Tuesday, September 30, 2008

Residential Homesteading for Every Citizen?

For quite a few years BB (in this case "Before Blog," not "Before Billionaire Bailout Bonanza") we've advocated empowering ordinary Americans with the means to acquire and possess wealth-producing assets. Abraham Lincoln's 1862 Homestead Act made it possible for thousands of people who had previously owned no land to acquire it relatively easily. As an advance on this, we've been pushing a program we originally called "Industrial Homesteading," which we changed to "Capital Homesteading." With the probable acquisition by the U.S. federal government of thousands of residential properties, we think it's time to add Residential Homesteading to the Capital Homesteading proposal through the Homeowners' Equity Corporation.

You might reasonably ask whether this is a change in our stand on using credit for nothing that does not in some way produce a good or service that results in income that can be used to pay for the asset. Not to sound flip, but that is a very good question.

Ordinarily, you'd be correct. Using newly-created money to purchase a home in which you live instead of renting out would be an explicit violation of our principles regarding money and credit. What the HEC would do, however, is use newly-created money to purchase the federal government's soon-to-be portfolio of distressed properties, and rent them out.

As "rentable space," the homes would be capital investments. That is, they would be "self liquidating," generating a service (a place to live) for which a tenant makes a monthly lease payment. Using capital credit to invest in rental property is as legitimate as any other capital investment.

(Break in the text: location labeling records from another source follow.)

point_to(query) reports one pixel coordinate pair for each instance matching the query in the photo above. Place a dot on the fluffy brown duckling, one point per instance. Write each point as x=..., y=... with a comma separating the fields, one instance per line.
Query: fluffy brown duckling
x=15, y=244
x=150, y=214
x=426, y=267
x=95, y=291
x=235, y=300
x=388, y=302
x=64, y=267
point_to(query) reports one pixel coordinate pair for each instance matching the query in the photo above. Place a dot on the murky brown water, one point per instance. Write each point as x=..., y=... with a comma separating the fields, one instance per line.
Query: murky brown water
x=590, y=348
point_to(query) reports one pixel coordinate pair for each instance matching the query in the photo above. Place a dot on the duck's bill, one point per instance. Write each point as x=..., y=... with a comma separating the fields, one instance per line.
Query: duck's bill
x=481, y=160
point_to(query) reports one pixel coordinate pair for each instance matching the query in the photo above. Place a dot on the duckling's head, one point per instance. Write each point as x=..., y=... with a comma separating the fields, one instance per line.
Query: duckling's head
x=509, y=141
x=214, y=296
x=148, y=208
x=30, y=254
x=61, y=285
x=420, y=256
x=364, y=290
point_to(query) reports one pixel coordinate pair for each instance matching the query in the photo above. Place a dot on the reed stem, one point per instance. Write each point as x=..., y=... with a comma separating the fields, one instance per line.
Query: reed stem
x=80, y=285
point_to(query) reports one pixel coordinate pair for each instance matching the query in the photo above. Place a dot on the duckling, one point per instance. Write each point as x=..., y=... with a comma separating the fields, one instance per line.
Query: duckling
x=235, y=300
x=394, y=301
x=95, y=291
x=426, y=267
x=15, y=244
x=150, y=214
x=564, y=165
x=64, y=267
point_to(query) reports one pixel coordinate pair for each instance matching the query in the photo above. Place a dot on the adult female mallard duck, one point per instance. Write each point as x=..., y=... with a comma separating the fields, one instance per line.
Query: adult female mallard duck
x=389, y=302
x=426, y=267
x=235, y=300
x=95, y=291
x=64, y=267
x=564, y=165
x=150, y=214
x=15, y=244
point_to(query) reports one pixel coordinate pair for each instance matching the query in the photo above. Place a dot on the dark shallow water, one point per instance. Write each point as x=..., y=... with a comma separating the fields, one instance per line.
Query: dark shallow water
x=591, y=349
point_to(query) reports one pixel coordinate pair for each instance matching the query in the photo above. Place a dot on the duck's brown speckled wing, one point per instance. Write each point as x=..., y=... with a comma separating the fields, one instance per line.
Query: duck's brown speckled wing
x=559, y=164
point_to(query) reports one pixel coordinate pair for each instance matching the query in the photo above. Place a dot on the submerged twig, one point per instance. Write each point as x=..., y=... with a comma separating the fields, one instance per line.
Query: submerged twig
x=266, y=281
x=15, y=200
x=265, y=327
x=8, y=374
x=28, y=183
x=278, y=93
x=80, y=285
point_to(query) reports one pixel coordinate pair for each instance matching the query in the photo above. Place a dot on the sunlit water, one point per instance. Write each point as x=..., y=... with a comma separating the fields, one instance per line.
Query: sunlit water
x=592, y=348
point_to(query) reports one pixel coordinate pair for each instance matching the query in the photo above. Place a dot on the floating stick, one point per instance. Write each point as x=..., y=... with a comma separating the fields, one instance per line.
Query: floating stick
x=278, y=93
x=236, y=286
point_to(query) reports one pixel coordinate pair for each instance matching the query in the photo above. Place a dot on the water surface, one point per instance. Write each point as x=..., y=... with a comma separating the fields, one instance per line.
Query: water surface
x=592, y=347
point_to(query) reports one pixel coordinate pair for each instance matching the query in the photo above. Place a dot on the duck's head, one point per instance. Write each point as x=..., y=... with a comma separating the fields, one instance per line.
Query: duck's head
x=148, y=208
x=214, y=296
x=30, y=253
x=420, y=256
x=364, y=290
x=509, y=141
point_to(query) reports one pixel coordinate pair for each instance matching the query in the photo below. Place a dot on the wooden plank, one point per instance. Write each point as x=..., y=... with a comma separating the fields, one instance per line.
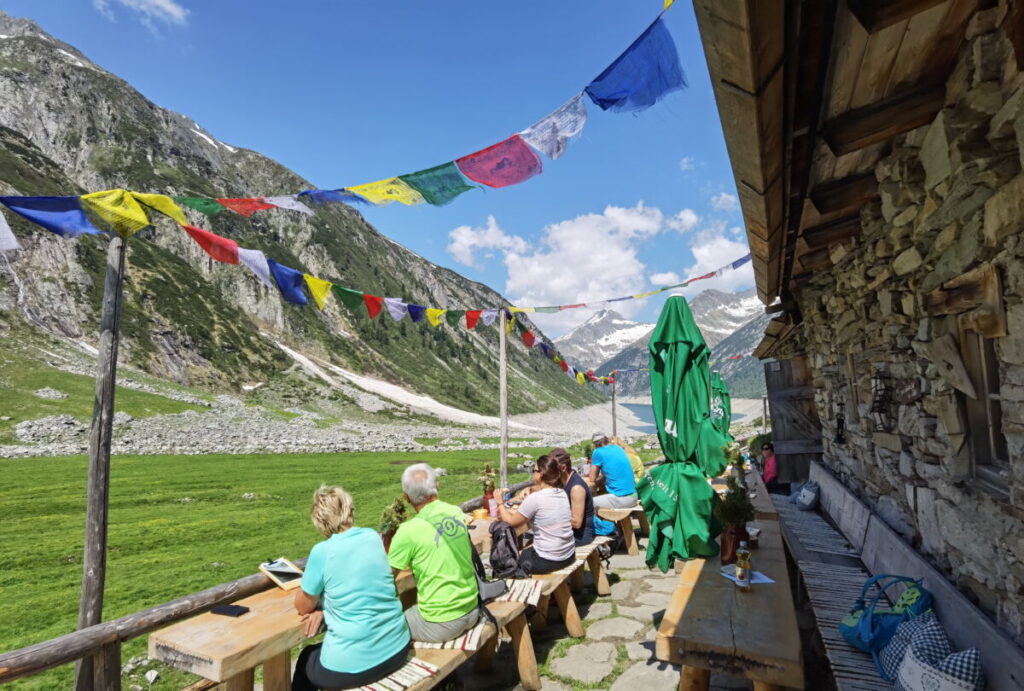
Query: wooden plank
x=885, y=552
x=877, y=14
x=710, y=623
x=883, y=120
x=849, y=192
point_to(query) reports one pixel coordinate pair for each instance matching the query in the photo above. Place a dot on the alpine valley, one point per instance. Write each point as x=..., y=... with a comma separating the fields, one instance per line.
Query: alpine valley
x=68, y=126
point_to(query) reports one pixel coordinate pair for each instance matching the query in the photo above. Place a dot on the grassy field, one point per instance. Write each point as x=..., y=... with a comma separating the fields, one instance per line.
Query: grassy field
x=178, y=524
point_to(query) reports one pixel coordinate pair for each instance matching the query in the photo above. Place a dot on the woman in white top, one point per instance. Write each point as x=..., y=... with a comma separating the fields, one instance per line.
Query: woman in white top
x=547, y=511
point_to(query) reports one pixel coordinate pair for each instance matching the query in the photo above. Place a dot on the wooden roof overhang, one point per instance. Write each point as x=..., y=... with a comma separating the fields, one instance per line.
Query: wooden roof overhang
x=810, y=92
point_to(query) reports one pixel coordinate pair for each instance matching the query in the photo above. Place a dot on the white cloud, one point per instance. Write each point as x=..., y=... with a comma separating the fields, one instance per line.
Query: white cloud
x=665, y=278
x=725, y=202
x=465, y=241
x=168, y=11
x=686, y=219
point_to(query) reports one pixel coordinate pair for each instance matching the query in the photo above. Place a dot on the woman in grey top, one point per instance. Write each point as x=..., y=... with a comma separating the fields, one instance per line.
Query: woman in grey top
x=547, y=511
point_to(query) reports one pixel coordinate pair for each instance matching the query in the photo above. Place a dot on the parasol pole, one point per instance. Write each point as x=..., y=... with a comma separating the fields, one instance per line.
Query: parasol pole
x=503, y=403
x=97, y=670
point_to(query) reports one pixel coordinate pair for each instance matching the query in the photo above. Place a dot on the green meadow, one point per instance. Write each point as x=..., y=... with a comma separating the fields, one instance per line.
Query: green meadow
x=177, y=524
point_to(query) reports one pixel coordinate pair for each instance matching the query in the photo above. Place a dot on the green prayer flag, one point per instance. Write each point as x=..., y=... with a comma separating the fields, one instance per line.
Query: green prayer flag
x=439, y=184
x=348, y=297
x=676, y=495
x=206, y=205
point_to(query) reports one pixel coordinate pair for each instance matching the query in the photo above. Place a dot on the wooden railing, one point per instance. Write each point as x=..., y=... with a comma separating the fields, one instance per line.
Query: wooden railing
x=102, y=642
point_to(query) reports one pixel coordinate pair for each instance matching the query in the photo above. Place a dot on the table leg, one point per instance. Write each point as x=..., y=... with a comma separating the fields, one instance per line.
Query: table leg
x=570, y=615
x=597, y=571
x=694, y=679
x=522, y=645
x=630, y=537
x=242, y=682
x=278, y=673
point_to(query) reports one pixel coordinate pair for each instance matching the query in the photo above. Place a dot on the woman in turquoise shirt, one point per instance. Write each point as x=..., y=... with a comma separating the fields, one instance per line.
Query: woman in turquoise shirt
x=347, y=585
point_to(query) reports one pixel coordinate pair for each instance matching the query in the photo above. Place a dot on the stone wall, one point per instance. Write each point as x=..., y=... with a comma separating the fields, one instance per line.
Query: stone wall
x=951, y=199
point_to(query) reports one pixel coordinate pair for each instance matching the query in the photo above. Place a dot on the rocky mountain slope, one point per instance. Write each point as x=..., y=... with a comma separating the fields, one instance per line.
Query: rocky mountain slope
x=68, y=126
x=602, y=336
x=731, y=324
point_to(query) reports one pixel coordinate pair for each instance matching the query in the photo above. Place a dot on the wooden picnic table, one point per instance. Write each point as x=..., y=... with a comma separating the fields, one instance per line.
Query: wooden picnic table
x=711, y=624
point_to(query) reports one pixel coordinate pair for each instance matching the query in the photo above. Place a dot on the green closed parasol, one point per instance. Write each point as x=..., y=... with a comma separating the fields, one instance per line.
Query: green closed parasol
x=676, y=494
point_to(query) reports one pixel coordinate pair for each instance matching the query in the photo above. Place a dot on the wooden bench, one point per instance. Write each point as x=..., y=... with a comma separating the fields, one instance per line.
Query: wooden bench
x=228, y=650
x=624, y=517
x=835, y=557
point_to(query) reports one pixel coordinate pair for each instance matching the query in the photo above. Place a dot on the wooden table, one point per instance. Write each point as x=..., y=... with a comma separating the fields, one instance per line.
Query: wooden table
x=711, y=624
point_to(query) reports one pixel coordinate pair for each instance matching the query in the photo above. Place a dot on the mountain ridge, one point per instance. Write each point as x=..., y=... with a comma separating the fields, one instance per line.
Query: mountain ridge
x=68, y=126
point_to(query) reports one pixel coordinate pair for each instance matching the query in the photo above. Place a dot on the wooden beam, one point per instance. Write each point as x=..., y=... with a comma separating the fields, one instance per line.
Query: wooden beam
x=835, y=231
x=845, y=193
x=816, y=260
x=877, y=14
x=884, y=120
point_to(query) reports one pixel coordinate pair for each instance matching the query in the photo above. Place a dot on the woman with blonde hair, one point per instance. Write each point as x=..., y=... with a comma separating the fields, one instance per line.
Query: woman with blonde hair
x=347, y=585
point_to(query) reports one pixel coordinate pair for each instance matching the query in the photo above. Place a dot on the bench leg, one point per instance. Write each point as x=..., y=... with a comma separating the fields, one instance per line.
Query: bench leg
x=694, y=679
x=522, y=645
x=484, y=658
x=278, y=673
x=242, y=682
x=540, y=619
x=576, y=580
x=598, y=573
x=644, y=523
x=570, y=615
x=630, y=536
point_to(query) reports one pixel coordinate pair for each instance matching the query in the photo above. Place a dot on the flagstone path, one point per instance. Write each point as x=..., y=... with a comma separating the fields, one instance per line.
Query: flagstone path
x=617, y=652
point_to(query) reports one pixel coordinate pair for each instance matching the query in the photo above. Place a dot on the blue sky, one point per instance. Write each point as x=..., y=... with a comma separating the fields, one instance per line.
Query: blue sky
x=350, y=92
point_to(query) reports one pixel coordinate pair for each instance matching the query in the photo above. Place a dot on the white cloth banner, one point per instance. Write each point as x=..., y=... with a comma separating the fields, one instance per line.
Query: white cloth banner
x=7, y=239
x=256, y=262
x=289, y=202
x=395, y=307
x=551, y=135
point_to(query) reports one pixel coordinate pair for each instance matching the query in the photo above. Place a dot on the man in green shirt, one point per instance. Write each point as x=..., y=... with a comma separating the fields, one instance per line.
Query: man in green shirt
x=435, y=545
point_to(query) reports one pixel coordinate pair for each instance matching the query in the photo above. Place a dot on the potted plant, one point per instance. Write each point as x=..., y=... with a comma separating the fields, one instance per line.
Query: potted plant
x=391, y=518
x=487, y=479
x=734, y=511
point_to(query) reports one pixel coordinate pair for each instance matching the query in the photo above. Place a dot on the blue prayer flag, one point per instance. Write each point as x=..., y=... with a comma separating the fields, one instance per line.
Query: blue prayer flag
x=62, y=215
x=290, y=283
x=647, y=71
x=416, y=312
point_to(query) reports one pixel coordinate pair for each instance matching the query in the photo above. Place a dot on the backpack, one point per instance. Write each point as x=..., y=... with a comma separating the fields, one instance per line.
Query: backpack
x=869, y=629
x=504, y=550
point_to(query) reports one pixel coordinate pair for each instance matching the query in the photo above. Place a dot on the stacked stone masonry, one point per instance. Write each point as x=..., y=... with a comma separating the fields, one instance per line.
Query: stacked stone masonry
x=951, y=199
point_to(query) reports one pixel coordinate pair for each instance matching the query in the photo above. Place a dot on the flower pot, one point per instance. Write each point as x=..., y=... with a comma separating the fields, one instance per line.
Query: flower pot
x=731, y=537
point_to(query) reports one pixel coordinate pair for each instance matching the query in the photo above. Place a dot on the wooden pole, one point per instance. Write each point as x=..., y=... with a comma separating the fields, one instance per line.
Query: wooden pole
x=503, y=402
x=614, y=418
x=94, y=672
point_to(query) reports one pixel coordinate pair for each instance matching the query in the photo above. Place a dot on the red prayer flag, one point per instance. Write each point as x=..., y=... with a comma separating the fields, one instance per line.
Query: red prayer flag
x=246, y=207
x=506, y=163
x=221, y=249
x=374, y=304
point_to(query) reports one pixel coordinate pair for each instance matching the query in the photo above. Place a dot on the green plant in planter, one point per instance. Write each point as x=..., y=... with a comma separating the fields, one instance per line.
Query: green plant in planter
x=735, y=508
x=487, y=478
x=393, y=516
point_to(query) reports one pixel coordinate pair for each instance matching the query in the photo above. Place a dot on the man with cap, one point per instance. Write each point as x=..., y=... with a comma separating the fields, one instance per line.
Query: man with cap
x=619, y=480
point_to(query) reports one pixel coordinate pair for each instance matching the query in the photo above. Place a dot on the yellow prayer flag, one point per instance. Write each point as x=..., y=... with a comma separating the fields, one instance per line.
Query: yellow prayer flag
x=164, y=205
x=119, y=209
x=434, y=315
x=385, y=191
x=318, y=288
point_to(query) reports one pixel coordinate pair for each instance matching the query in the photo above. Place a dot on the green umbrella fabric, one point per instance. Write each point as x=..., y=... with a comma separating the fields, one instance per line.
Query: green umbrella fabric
x=676, y=495
x=721, y=404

The difference is not in the asset — rental properties — but in who owns the asset. Ordinarily, an owner of rental property does not live in the rental property and make lease payments to him- or herself through the real estate holding company he or she owns. Using the HEC, however, allows the tenants to build up equity, not a faceless owner somewhere upstate. The equity is not directly in the home being rented, however, but in the company (the HEC) that owns the home being rented. The home itself is a capital asset, not a directly-owned consumer item. The tenant owns part of the company that owns the home, not the home itself.

If you stop to think about it, who would make better owners of the rental properties than the people who are renting? The HEC, the commercial banking system, and the Federal Reserve could bring this about quite easily.

On the other hand, should the federal government divest itself of the properties it seems ready to acquire in the usual way, the only beneficiaries will be the Billionaire Boy's Club as they reap another windfall bonanza from one of the biggest short sales in history.